Tanjeviç istifa ettiğine göre işler düzelecek herhalde.
Her şey düzelmeyecek elbette. En azından bazı şeyler rayına girecek. Yerine kimin geleceği de önemli tabii ama en azından mantıklı bir planla yola çıkılabilme ihtimali var artık. Efsane koç John Wooden’ın çok sevdiğim bir sözü vardır “Başka şeylerle çok uğraşırsanız basketbolla uğraşacak vaktiniz kalmaz” diye. Biz başka işlerle çok uğraşıyoruz ülkece.
Siz geçtiğimiz günlerde ‘Türk basketbolunda neler oluyor’ gibi bir soru sorunca Harun Erdenay’ın bacağına kramp girdi. Camia şu anda içinde bu konuları tartışıyor mu yoksa kramplı soruları geçiştiriyor mu?
Ya o çok tesadüf oldu. Harun ağırlık çalışmasından gelmişti toplantıya. Komik bir durum oldu. Tamamen denk geldi. Camia içinde, daha doğrusu karar verici mercilerde bu konular maalesef pek tartışılmıyor. Ülke genelinde hızla yükselen tek adamcı, ‘her şeyi en iyi ben bilirimci’ tavır burada da hakim. Farklı fikirleri bırakın dinlemeyi direkt olarak düşmanlık olarak görüyorlar. Ben mesela kara listedeyim. Defalarca patronlarıma yazdıklarım, söylediklerim için şikayet edildim. Zararlarını da gördüm. Ki ben genelde eleştiriyi kişiselleştirmemeye gayret eden, bireysel hesapları olmayan biri olarak görüyorum kendimi. Ama ‘ya bizdensin ya düşman’ tavrı ülkeye hakim.
Basketbola da hâkim olduğunu söylediğin ‘en iyisini ben bilirim’cilik nereden geliyor?

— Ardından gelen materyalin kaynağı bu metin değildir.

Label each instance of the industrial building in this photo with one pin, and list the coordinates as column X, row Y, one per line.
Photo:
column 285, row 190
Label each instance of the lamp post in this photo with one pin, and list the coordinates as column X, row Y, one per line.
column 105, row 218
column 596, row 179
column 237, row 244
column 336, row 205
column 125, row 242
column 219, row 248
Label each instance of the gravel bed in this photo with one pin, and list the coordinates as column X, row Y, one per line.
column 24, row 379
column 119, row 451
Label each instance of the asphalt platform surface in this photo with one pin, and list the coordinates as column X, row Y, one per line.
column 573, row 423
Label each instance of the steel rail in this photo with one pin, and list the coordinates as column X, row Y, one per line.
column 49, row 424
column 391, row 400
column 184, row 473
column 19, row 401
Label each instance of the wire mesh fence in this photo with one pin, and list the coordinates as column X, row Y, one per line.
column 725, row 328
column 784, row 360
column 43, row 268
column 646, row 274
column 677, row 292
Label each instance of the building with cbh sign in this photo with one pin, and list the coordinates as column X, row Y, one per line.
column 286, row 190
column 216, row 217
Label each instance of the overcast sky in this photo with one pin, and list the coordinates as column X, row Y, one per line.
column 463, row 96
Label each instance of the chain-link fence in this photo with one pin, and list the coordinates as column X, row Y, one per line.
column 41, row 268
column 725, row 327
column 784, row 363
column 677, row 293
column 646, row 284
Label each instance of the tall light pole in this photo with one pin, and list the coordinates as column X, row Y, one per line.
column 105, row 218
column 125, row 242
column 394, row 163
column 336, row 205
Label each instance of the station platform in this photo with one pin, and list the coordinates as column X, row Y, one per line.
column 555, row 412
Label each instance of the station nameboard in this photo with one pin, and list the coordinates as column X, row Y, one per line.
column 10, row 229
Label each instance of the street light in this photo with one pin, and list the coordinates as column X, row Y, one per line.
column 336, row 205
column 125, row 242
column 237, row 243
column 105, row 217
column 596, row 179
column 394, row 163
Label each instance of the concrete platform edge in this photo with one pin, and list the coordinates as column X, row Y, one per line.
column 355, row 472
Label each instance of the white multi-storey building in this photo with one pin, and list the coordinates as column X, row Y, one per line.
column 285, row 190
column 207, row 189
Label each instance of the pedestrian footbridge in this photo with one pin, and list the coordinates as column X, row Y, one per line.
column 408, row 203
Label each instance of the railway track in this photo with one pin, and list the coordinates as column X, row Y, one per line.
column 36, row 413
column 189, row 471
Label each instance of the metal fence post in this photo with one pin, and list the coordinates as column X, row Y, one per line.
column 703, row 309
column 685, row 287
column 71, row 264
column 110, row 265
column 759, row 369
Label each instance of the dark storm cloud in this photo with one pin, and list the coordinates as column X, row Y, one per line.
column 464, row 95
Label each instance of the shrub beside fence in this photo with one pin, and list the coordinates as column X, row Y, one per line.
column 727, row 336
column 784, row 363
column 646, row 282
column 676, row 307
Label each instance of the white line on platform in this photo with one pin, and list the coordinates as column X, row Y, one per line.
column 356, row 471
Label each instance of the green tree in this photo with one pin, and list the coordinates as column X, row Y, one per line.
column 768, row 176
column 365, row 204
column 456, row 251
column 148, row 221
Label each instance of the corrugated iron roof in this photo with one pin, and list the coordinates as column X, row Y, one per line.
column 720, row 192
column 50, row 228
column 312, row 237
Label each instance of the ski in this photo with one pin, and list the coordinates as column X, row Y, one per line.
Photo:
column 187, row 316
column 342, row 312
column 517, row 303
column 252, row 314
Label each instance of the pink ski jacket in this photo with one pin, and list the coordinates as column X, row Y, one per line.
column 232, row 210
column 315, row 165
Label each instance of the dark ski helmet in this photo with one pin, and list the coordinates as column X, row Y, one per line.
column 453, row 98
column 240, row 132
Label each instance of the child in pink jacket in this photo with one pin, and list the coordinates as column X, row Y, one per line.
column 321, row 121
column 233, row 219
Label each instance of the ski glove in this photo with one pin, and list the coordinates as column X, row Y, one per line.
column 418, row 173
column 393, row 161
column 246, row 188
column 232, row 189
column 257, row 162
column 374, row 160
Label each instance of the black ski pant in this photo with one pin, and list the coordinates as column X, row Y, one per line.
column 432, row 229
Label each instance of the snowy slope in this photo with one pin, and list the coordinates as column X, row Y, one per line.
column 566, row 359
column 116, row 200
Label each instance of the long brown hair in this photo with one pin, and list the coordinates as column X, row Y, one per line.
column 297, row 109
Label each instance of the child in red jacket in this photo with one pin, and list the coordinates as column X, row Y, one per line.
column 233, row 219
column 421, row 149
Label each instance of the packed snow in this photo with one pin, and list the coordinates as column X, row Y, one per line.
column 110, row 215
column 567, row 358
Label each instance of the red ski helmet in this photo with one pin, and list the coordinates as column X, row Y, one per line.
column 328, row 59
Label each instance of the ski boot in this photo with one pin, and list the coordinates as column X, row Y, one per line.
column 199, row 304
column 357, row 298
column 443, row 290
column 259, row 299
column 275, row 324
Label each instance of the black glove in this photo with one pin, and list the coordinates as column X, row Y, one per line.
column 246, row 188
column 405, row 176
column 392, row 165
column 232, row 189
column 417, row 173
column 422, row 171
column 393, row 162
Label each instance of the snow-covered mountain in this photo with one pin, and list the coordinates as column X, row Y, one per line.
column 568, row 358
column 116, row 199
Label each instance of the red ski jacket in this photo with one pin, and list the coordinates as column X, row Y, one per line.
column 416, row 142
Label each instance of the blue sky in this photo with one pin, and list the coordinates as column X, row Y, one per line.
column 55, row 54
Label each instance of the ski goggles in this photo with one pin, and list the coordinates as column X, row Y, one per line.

Her alanda olduğu gibi iktidar kimdeyse oradan. Turgay Demirel’den elbette. Federasyonda maalesef perspektif sıfır ama sabit fikirlilik zirve yapmış durumda. Aykırı, farklı sese yer yok. Benim o soruyu Harun’a sormamın temel sebebi, 2 gün önce “Kerem Tunçeri takımda olmalıydı” dediği içindi. Bu takımın en temel teknik hatası buydu. O ‘taraf’tan biri ne diyecek diye sordum ama onu bile dinleyen olmamış işte. Karşı taraf olarak gördüklerini mi dinleyecekler? Asıl acı olan da zaten o toplantıdan sonra oluşan tablo. Ben son derece basit, sokaktaki 100 kişinin 90’ının aklındaki iki soruyu sordum. “Neden bu kadar kötü olduk?” “Dopingle mücadelede bundan sonraki plan nedir? Sıfır tolerans derken doping yaptığı tespit edilen bir oyuncunun oynatılması için mücadele etmek ne kadar etik?” Bunların ‘kramp girdiren soru’ ya da ‘sorulamayanları sordu’ gibi algılanması ülkedeki sorgulama ve gazetecilik kültürünün ne kadar düştüğünün en acı göstergesi. Nerelere gerilemişiz! Eleştiri, özeleştiri ne kadar dip noktada!